White demonstrates a total mastery of tone as The White Lotus, er, blossoms into full-tilt chaos. His satirical targets are as clear as the Pacific water, though he never insults the viewer’s intelligence by pretending all the guests are villains, or all the workers saints. Armand is far from a perfect boss; Tanya’s money, we learn, failed to protect her from a lifetime of emotional abuse. But White’s collaborators, too, ought to be given their flowers, perhaps as leis. Cinematographer Ben Kutchins beautifully captures an endless golden hour; musician Cristobal Tapia de Veer combines traditional Hawaiian music, a classical chorus, drums, and nature sounds into a knockout score. The acting is uniformly superb, though Coolidge has already earned special attention for a role that gives her comic chops a strange and soulful side.
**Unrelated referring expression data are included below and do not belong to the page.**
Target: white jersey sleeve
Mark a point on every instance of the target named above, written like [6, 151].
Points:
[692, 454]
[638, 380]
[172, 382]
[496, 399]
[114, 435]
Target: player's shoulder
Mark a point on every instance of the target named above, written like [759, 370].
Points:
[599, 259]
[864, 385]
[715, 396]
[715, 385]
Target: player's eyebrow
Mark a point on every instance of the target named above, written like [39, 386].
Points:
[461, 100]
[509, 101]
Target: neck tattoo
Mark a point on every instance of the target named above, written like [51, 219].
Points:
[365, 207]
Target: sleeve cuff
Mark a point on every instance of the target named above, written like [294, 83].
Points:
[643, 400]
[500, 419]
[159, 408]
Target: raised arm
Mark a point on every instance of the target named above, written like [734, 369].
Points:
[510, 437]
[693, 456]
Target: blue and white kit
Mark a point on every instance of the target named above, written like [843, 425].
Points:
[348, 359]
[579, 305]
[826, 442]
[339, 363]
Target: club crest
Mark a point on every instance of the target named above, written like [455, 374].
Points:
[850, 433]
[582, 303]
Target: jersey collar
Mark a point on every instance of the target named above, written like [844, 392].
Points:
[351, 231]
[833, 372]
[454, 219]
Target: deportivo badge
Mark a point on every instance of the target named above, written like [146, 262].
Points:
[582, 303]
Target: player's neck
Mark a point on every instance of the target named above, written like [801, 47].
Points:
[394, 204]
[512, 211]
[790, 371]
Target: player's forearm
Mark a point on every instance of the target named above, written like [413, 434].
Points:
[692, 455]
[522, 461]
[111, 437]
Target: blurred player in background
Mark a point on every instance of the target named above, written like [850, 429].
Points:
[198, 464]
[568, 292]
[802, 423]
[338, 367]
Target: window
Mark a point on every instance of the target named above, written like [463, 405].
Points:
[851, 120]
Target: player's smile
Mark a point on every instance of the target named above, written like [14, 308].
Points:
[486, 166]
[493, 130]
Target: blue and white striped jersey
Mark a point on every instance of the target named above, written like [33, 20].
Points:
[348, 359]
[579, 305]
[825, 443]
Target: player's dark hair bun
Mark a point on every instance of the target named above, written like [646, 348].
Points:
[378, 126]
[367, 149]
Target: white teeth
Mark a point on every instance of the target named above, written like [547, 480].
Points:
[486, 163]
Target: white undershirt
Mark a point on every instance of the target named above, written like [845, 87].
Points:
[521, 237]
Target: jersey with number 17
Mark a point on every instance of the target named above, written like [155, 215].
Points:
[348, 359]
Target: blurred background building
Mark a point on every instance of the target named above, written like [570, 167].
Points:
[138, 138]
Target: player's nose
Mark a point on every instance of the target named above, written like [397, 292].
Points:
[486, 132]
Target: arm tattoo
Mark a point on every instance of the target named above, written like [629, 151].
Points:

The title of The White Lotus may be a wink at its creator. It’s also a perfect summary of what the show is about: the race of nearly every guest we see, plus the flower you eat to forget what ails you in the world outside. Like the recent revival of HBO’s In Treatment, The White Lotus began as a practical response to the coronavirus pandemic, with a story easy to isolate at a single location. But what White makes of that isolation is so much more than a writing prompt. Whether it’s parents from children, husbands from wives, or workers from the means of production, everyone at The White Lotus is marooned on their own private island, away from what truly matters.